In [1]:
# Import necessary libraries
from pyspark.sql import SparkSession
from pyspark.sql.functions import hour, sum as _sum, col

# Create SparkSession
spark = SparkSession.builder \
    .appName("Retail Sales Analysis") \
    .config("spark.driver.memory", "2g") \
    .getOrCreate()


In [2]:
# Load the dataset
data = spark.read.csv("Downloads/SupermartSales.csv", header=True, inferSchema=True)

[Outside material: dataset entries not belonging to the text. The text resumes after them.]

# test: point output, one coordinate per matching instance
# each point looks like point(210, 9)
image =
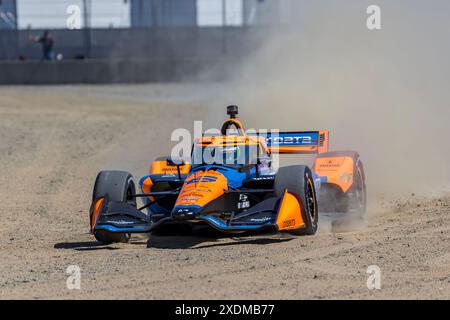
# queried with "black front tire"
point(299, 181)
point(118, 186)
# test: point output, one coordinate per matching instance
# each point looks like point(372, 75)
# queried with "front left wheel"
point(118, 186)
point(298, 180)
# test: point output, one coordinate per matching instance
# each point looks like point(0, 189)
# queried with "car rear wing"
point(306, 142)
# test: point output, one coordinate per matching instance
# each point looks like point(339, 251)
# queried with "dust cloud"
point(384, 93)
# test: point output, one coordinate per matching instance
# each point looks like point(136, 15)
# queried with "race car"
point(231, 185)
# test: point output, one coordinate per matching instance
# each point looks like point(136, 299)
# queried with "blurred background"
point(130, 40)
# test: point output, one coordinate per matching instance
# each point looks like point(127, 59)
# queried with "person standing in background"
point(47, 42)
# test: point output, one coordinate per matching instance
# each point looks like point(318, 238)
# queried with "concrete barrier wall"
point(144, 43)
point(112, 71)
point(128, 55)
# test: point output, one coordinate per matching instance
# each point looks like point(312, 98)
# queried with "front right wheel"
point(298, 180)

# Show the first few rows to verify the data
data.show(5)


+--------+-------------+----------------+----------------+-----------+----------+------+-----+--------+------+----------+
|Order ID|Customer Name|        Category|    Sub Category|       City|Order Date|Region|Sales|Discount|Profit|     State|
+--------+-------------+----------------+----------------+-----------+----------+------+-----+--------+------+----------+
|     OD1|       Harish|    Oil & Masala|         Masalas|    Vellore|11-08-2017| North| 1254|    0.12|401.28|Tamil Nadu|
|     OD2|        Sudha|       Beverages|   Health Drinks|Krishnagiri|11-08-2017| South|  749|    0.18| 149.8|Tamil Nadu|
|     OD3|      Hussain|     Food Grains|    Atta & Flour| Perambalur|06-12-2017|  West| 2360|    0.21| 165.2|Tamil Nadu|
|     OD4|      Jackson|Fruits & Veggies|Fresh Vegetables| Dharmapuri|10-11-2016| South|  896|    0.25|  89.6|Tamil Nadu|
|     OD5|      Ridhesh|     Food Grains| Organic Staples|       Ooty|10-11-2016| South| 2355|    0.26|918.45|Tamil Nadu|
+--------+-------------+

In [None]:
# Data Preprocessing

In [15]:
from pyspark.sql.functions import to_date, col, hour

# Parse the "Order Date" in the format MM/d/yyyy (without leading zeros for single digits)
data = data.withColumn("OrderDate", to_date("Order Date", "M/d/yyyy"))

# Show the processed data
data.select("Order Date", "OrderDate").show(5)


+----------+----------+
|Order Date| OrderDate|
+----------+----------+
| 8/25/2015|2015-08-25|
| 9/12/2017|2017-09-12|
| 3/16/2016|2016-03-16|
| 10/3/2016|2016-10-03|
|  9/9/2015|2015-09-09|
+----------+----------+
only showing top 5 rows



In [12]:
# Goal 1
# Identify top-performing products and their seasonal trends

In [17]:
from pyspark.sql.functions import col, sum as _sum

# Group by ProductName and calculate total sales
product_sales = data.groupBy("Category").agg(_sum("Sales").alias("TotalSales"))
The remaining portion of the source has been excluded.